Auckland Council has resolved to maintain residential water restrictions for the time being and, from October 12, to slightly adjust restrictions on outdoor water use by businesses.
Mayor Phil Goff said good progress has been made, with Aucklanders saving up to 40 million litres of water a day, and Watercare is on track to boost supply by another 40 million litres a day by December.
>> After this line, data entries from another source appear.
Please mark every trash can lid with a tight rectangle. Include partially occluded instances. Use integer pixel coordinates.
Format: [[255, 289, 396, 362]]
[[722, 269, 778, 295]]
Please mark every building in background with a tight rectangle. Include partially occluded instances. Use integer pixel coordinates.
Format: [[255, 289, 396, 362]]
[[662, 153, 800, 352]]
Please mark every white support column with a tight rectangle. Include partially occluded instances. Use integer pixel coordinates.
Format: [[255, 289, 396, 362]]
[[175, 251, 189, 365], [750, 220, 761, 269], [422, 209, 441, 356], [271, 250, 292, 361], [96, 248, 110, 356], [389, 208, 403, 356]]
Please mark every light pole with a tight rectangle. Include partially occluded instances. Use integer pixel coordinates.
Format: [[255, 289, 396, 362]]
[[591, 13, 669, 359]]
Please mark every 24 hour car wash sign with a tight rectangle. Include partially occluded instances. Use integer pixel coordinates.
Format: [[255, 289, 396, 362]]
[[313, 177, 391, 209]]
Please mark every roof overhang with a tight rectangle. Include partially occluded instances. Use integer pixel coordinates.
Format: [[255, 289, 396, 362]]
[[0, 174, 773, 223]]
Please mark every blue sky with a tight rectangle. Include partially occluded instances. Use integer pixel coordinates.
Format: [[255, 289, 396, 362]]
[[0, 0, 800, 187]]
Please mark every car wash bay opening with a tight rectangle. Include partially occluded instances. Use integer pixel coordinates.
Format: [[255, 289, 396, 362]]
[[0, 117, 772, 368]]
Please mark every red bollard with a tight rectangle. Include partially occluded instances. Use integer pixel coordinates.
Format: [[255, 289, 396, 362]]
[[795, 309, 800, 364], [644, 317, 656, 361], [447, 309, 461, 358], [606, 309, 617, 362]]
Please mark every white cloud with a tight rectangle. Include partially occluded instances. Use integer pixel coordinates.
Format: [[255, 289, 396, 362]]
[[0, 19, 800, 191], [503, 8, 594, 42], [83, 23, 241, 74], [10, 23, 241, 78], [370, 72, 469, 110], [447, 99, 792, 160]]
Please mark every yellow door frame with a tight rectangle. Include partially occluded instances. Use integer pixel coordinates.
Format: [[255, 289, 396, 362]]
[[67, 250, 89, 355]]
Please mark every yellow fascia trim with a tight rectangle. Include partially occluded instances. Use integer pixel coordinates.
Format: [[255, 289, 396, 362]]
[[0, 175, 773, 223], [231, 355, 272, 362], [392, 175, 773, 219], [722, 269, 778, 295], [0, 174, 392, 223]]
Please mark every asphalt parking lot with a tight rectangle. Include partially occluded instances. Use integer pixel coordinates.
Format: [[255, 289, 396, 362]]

“I want to acknowledge Aucklanders’ efforts to conserve water and the work by Council and Watercare to increase water supply capacity,” Goff said.
“We have secured consents to take more water from the Waikato River, which is now providing up to an additional 25 million litres a day. With the construction of new water treatment facilities at Tuakau, that will increase by a further 50 million litres a day by mid-2021.
“We are also on track to draw another 15 million litres a day from bores, an aquifer and the new Hays Creek water treatment plant due for completion in December.
“However, with two consecutive years of severe drought and an average-to-dry spring predicted, we are not out of the woods yet. The council is therefore taking a conservative approach to adjusting water restrictions.”
Restrictions on businesses will change slightly from October 12 with commercial water users able to use outdoor hoses that are equipped with a handheld trigger nozzle. Commercial car washes will also be allowed to operate; however, the ban on the use of fire hydrants for outdoor construction will continue.
“These changes will limit the economic costs mandatory restrictions have placed on businesses such as nurseries and water blasting contractors that, like many businesses, are also under pressure due to Covid-19,” Goff said.
“We will monitor carefully what impact the adjustment to commercial restrictions has on demand, but it is expected to be relatively small.
“Any decision on lifting restrictions on outdoor residential use of water, such as using hoses, will be deferred until December, when we will have a clearer idea of whether dam levels have further recovered and more reliable summer weather forecasts.”